Apotheken setzen auf OTC

Auch die Apotheken könnten von einem Werbeverbot für nicht-rezeptpflichtige Medikamente in Radio und Fernsehen gehörig in Mitleidenschaft gezogen werden. Nach Darlegung von GTAI leiden sie unter schrumpfenden Gewinnspannen, wobei Einzelapotheken verstärkt mit dem Wettbewerbsdruck zu kämpfen hätten. Die höheren Margen für OTC-Produkte böten einen Anreiz, diese verstärkt zu verkaufen. Als führende Anbieter rezeptfreier Präparate im rumänischen Pharmamarkt werden die multinationalen Hersteller Sanofi, Reckitt Benckiser und GSK angeführt.

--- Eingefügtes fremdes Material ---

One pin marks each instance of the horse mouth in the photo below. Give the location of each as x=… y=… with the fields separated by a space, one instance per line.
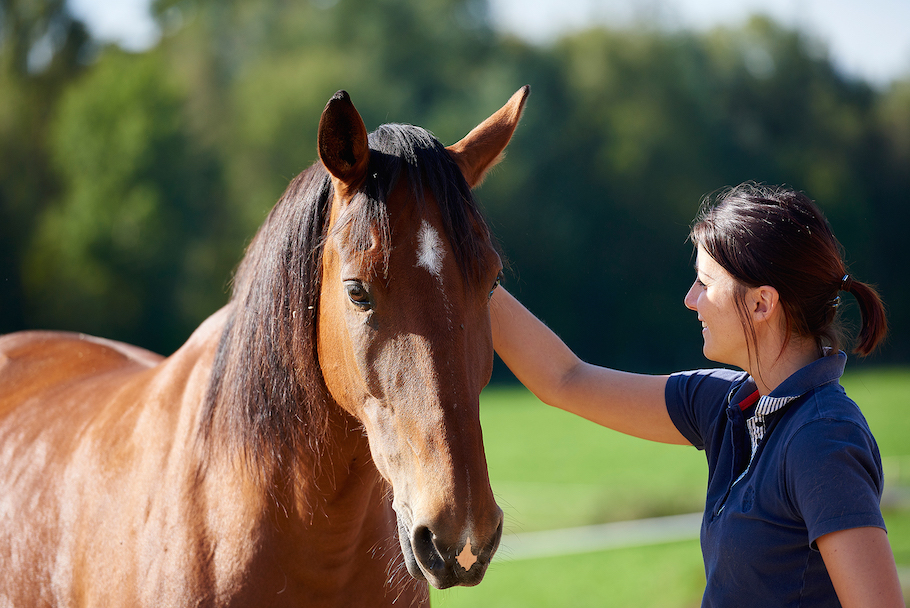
x=427 y=559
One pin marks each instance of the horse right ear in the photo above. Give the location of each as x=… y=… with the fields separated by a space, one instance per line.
x=342 y=143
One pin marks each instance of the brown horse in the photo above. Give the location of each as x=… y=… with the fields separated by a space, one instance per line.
x=272 y=459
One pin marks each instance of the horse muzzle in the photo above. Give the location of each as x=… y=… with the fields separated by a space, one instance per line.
x=446 y=563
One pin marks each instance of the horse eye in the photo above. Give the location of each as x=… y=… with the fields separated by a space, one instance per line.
x=358 y=294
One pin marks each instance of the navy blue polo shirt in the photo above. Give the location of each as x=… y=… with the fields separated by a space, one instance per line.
x=815 y=470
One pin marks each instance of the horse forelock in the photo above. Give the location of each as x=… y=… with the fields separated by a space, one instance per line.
x=266 y=392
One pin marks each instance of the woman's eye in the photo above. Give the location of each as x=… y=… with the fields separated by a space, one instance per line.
x=358 y=294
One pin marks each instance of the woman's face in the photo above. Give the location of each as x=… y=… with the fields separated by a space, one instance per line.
x=713 y=297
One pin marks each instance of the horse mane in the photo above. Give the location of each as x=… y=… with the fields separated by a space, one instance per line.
x=267 y=401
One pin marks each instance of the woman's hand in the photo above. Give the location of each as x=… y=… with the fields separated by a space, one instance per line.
x=630 y=403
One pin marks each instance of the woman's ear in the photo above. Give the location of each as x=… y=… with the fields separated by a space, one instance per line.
x=764 y=303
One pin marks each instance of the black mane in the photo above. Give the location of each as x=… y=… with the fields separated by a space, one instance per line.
x=266 y=399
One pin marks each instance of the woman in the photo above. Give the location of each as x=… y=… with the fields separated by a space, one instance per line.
x=792 y=515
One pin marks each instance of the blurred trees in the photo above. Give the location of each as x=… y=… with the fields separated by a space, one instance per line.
x=130 y=183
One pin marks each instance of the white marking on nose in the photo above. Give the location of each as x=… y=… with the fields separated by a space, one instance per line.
x=430 y=251
x=466 y=558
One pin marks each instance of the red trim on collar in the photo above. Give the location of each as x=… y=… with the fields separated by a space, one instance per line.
x=749 y=401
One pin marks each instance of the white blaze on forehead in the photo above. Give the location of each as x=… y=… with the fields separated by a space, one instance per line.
x=430 y=250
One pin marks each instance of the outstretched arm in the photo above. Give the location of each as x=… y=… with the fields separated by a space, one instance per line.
x=630 y=403
x=861 y=566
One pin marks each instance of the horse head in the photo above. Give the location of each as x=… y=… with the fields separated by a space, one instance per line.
x=404 y=339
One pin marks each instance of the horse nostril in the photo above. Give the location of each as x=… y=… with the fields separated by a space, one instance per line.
x=425 y=549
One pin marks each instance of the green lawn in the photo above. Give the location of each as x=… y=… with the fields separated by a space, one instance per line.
x=553 y=470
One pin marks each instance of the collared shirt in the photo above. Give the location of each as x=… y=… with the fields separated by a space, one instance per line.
x=811 y=467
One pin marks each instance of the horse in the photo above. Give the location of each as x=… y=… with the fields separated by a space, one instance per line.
x=316 y=442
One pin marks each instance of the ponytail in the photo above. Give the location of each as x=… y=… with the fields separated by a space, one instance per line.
x=874 y=324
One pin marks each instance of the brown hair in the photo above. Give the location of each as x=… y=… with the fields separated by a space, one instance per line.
x=775 y=236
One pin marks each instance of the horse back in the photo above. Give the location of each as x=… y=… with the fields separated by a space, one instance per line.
x=94 y=443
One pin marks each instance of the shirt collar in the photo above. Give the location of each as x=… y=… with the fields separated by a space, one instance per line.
x=818 y=373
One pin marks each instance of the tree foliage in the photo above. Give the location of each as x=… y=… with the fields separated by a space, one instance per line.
x=129 y=185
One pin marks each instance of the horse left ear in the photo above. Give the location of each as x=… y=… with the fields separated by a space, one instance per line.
x=342 y=142
x=481 y=148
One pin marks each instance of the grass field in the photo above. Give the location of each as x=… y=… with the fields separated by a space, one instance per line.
x=553 y=470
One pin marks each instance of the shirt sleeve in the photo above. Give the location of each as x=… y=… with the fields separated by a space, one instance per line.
x=696 y=399
x=833 y=476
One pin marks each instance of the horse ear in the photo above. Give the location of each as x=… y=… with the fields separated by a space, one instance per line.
x=481 y=148
x=342 y=141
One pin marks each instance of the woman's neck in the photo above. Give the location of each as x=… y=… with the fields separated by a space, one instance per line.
x=774 y=365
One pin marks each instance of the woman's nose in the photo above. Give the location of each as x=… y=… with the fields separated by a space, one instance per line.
x=691 y=298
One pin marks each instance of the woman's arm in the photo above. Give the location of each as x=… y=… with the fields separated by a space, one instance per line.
x=630 y=403
x=861 y=566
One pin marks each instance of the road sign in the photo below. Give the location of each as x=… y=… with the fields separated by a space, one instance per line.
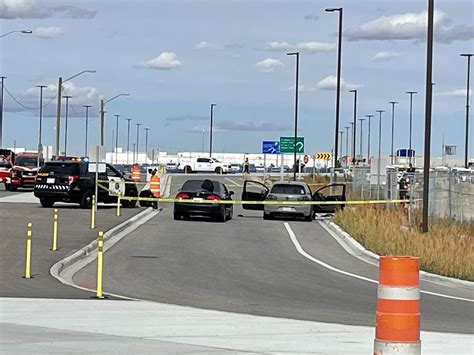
x=287 y=144
x=323 y=156
x=270 y=147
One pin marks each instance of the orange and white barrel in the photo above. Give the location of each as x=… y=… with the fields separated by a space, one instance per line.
x=155 y=186
x=136 y=173
x=397 y=320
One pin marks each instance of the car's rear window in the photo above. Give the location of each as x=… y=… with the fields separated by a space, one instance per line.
x=200 y=185
x=61 y=168
x=288 y=189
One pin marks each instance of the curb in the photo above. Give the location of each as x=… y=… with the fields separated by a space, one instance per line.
x=65 y=269
x=356 y=249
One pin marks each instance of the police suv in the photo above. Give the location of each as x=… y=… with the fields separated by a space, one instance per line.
x=70 y=181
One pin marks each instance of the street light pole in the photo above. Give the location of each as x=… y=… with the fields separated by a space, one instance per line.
x=210 y=130
x=355 y=126
x=87 y=128
x=67 y=97
x=128 y=137
x=40 y=146
x=411 y=93
x=295 y=147
x=393 y=103
x=380 y=153
x=466 y=143
x=116 y=138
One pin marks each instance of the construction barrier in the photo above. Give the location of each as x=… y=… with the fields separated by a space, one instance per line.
x=397 y=320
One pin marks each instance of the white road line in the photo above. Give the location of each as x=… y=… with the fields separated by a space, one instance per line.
x=300 y=250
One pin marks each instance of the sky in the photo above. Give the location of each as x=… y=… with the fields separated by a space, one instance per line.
x=175 y=58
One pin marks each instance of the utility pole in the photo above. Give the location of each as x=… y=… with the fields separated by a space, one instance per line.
x=128 y=137
x=393 y=103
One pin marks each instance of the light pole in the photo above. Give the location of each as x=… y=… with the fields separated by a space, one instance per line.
x=393 y=103
x=128 y=137
x=355 y=125
x=138 y=141
x=466 y=143
x=40 y=146
x=87 y=128
x=17 y=31
x=67 y=97
x=338 y=84
x=116 y=138
x=361 y=120
x=146 y=145
x=411 y=93
x=369 y=117
x=380 y=153
x=295 y=148
x=210 y=130
x=102 y=115
x=58 y=107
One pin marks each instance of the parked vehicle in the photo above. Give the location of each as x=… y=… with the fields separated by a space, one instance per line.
x=200 y=190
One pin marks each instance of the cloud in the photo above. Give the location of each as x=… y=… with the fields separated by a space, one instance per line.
x=202 y=45
x=385 y=56
x=330 y=82
x=410 y=26
x=454 y=93
x=165 y=61
x=31 y=9
x=48 y=32
x=268 y=65
x=311 y=18
x=307 y=47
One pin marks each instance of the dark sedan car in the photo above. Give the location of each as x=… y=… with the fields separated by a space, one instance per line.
x=200 y=190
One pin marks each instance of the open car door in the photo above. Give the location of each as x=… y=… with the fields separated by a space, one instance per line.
x=332 y=192
x=254 y=191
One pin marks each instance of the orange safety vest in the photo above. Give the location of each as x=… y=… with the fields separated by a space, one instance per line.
x=155 y=186
x=136 y=173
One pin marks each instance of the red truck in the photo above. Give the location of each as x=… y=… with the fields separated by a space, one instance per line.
x=24 y=170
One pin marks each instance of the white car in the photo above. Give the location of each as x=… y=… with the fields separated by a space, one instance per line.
x=205 y=165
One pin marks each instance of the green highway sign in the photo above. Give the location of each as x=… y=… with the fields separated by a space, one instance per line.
x=287 y=144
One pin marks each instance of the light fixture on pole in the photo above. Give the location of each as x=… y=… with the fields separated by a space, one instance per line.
x=297 y=89
x=58 y=107
x=338 y=83
x=67 y=97
x=40 y=130
x=210 y=130
x=466 y=142
x=87 y=107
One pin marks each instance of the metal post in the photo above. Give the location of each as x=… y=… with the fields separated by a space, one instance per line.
x=428 y=107
x=40 y=146
x=116 y=138
x=393 y=103
x=87 y=129
x=58 y=117
x=379 y=155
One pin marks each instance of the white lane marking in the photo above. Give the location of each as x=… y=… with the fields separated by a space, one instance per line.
x=332 y=268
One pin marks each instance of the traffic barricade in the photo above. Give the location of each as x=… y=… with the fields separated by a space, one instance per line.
x=397 y=320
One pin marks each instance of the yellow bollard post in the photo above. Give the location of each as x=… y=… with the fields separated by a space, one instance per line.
x=93 y=212
x=28 y=252
x=55 y=231
x=100 y=261
x=118 y=205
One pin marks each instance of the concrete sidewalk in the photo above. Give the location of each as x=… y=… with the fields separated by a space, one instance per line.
x=112 y=326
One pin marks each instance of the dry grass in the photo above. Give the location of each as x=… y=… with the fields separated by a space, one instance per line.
x=448 y=248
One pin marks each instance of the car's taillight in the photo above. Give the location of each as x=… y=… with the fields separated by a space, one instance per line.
x=72 y=179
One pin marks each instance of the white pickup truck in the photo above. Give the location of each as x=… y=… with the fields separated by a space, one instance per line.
x=204 y=165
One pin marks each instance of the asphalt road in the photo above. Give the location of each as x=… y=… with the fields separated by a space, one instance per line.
x=73 y=233
x=248 y=265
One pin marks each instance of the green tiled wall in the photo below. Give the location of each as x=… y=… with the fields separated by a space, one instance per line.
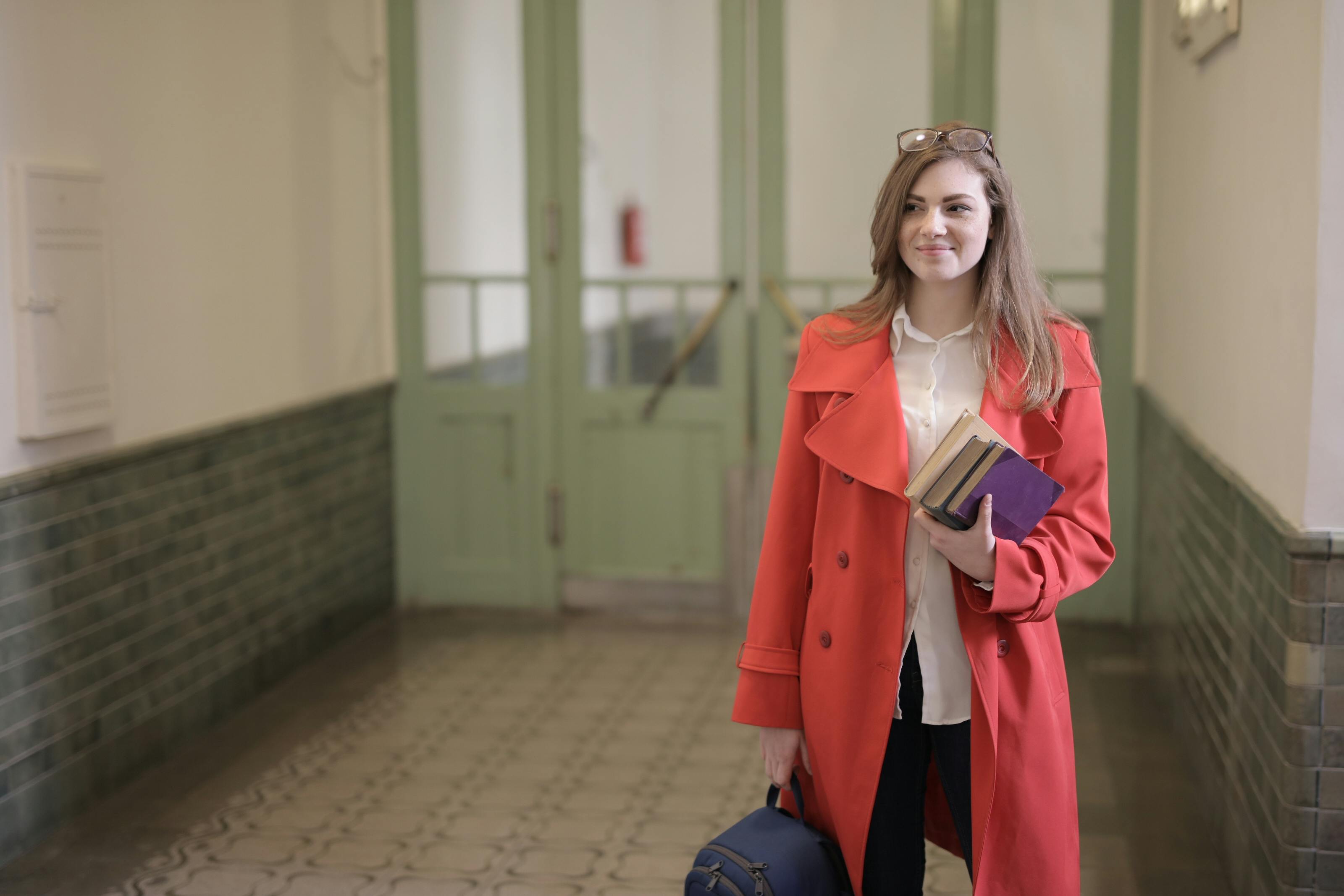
x=148 y=593
x=1242 y=616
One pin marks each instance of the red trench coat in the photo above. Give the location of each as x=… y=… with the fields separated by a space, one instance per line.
x=822 y=649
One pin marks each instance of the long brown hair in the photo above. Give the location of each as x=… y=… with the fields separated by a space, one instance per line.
x=1013 y=303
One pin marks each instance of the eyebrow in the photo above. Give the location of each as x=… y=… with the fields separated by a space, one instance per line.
x=947 y=199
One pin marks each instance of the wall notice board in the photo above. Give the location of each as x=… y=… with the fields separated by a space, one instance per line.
x=62 y=300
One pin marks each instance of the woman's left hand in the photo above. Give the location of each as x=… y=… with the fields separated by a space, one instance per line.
x=972 y=550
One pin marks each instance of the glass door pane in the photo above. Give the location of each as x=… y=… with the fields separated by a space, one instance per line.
x=474 y=190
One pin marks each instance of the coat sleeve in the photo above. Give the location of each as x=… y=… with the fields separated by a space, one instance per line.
x=1070 y=549
x=768 y=660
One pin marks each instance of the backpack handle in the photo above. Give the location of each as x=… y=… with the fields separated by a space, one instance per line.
x=773 y=794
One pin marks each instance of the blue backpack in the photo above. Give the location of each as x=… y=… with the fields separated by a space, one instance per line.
x=771 y=854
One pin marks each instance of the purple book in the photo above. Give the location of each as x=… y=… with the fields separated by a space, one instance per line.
x=1022 y=496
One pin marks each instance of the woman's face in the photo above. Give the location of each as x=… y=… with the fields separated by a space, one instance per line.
x=945 y=222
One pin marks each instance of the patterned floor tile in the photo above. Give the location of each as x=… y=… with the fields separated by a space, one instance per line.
x=495 y=759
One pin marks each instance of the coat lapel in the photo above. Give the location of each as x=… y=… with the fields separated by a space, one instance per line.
x=862 y=430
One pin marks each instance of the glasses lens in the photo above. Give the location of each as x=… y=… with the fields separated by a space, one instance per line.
x=913 y=140
x=967 y=139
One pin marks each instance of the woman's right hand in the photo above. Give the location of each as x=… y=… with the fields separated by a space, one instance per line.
x=780 y=747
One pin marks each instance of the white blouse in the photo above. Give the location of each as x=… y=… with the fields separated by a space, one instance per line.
x=939 y=379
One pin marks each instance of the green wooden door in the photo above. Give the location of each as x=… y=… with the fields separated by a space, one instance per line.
x=648 y=113
x=529 y=343
x=475 y=248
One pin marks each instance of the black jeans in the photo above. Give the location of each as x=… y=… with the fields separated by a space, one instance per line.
x=894 y=864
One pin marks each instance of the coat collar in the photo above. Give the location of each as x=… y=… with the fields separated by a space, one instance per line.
x=862 y=430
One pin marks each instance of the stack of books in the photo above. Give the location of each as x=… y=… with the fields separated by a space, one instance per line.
x=974 y=461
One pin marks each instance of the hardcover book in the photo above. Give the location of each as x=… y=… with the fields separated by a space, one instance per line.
x=974 y=461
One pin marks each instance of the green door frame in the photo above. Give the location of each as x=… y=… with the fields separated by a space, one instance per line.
x=551 y=70
x=417 y=568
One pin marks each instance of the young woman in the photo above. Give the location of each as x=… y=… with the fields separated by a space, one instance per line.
x=879 y=638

In Rumänien gibt es rund 7.000 Apotheken. Ihre Zahl ist durch Gesetz festgelegt in Abhängigkeit von einer gestaffelten Einwohnerzahl nach Stadtgröße. Die größten Pharmaketten sind Catena (rund 500 Verkaufspunkte), Sensiblu (gut 400), Dona (275), Help Net (175) und Ropharma (125). Hinzu kommen die Ketten Richter (120), Belladona (100), Remedia (90) und Reteta/ Farmaciile Polisano (80 - Teil der Polisano-Gruppe für medizinische Dienstleistungen und Pharmazeutika). Die Gruppe unabhängiger Apotheken Ethica umfasst nach dem GTAI-Marktbericht 250 Betriebe in zehn Kreisen.